The big event slated to start in 2012 is the People’s IPO scheme, which is a program that looks to place 5%-15% of state shares in leading enterprises into the hands of Kazakhstani citizens and locally registered pension funds. The program has been delayed over the past year, much a result of the volatile trading conditions seen on the global equity markets. The first People’s IPO is widely expected to be that of KazTransOil, with the government announcing in March 2012 that it was targeting October 2012 for its launch. The other company slated for the IPO program in early 2013 is KEGOC, the national power grid company. 

The state expects to raise some $500 million from the initial listings, and is preparing Samruk-Energo, Kazmortransflot, Air Astana, Kazkhstan Temir Zholy, KazMunaiGas, and Kazatomprom to launch their own IPOs on the KASE under the People’s IPO program. While Kazpost is seen as being the initial distributor of shares at the individual investor level, trading in them can only be done through licensed brokers, giving the finance industry a much needed boost to their bottom lines, and potentially improving liquidity on the KASE overall. Share pricing for the IPOs will also be key, with an independent appraisal company setting the initial figure, dependent on the approval of Samruk-Kazyna and the government. 

 

UPPING THE REGULATIONS

After the National Bank of Kazakhstan took over the job as central regulator for the KASE, it has focused on getting the sector into shape, and has sought to improve the capital base of market participants. From October 1, 2012, the minimum capitalization for brokerage firms on the market will increase to some KZT650 million ($4.3 million), three times more than current regulatory requirements. The new requirements are set to affect the 76 brokerage and dealer companies present on the KASE, though it will have an effect more on the pure brokerage players on the market. Of the 76 brokers registered by the KASE as of June 2012, 24 are affiliated with commercial banks, while another six represent the interests of local pensions funds. 

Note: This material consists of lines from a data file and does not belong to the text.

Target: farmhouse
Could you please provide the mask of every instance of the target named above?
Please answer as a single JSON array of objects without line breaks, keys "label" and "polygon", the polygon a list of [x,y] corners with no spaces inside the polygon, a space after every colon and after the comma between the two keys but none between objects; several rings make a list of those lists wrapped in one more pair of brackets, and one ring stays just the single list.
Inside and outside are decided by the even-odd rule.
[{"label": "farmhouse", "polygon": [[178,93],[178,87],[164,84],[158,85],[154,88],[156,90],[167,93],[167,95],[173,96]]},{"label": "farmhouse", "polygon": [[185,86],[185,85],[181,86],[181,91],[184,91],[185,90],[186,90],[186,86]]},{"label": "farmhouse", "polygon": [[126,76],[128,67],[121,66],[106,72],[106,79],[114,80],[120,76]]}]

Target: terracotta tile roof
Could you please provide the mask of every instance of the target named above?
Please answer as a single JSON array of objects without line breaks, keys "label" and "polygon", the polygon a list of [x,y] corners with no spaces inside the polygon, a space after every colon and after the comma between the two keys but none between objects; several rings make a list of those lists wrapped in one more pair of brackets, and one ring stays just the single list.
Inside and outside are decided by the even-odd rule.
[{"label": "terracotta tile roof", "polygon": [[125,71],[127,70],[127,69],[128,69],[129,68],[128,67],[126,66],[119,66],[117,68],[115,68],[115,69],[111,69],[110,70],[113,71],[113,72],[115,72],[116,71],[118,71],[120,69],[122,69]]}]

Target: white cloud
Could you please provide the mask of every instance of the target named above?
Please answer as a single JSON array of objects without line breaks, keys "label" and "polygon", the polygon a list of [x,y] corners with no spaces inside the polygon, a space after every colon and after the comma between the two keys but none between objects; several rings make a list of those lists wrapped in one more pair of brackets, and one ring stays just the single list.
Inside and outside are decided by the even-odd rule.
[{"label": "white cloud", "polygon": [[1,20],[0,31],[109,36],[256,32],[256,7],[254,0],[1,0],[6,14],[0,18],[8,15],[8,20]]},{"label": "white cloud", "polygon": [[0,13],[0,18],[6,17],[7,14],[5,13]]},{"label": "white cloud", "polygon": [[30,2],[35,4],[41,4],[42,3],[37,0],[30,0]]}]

Over 2011 the number of brokerage houses on the market fell by five, with two having their licenses revoked by the NBK, while the remaining three voluntarily turned their licenses in. The list of brokerage houses fell further by another one in 1Q2012. Although such a churn is to be expected in any emerging capital market, the slow rate is indicative of a considered approach by the regulator to ensure maximum participation while at the same time weeding out the weaker players that may increase systemic risk.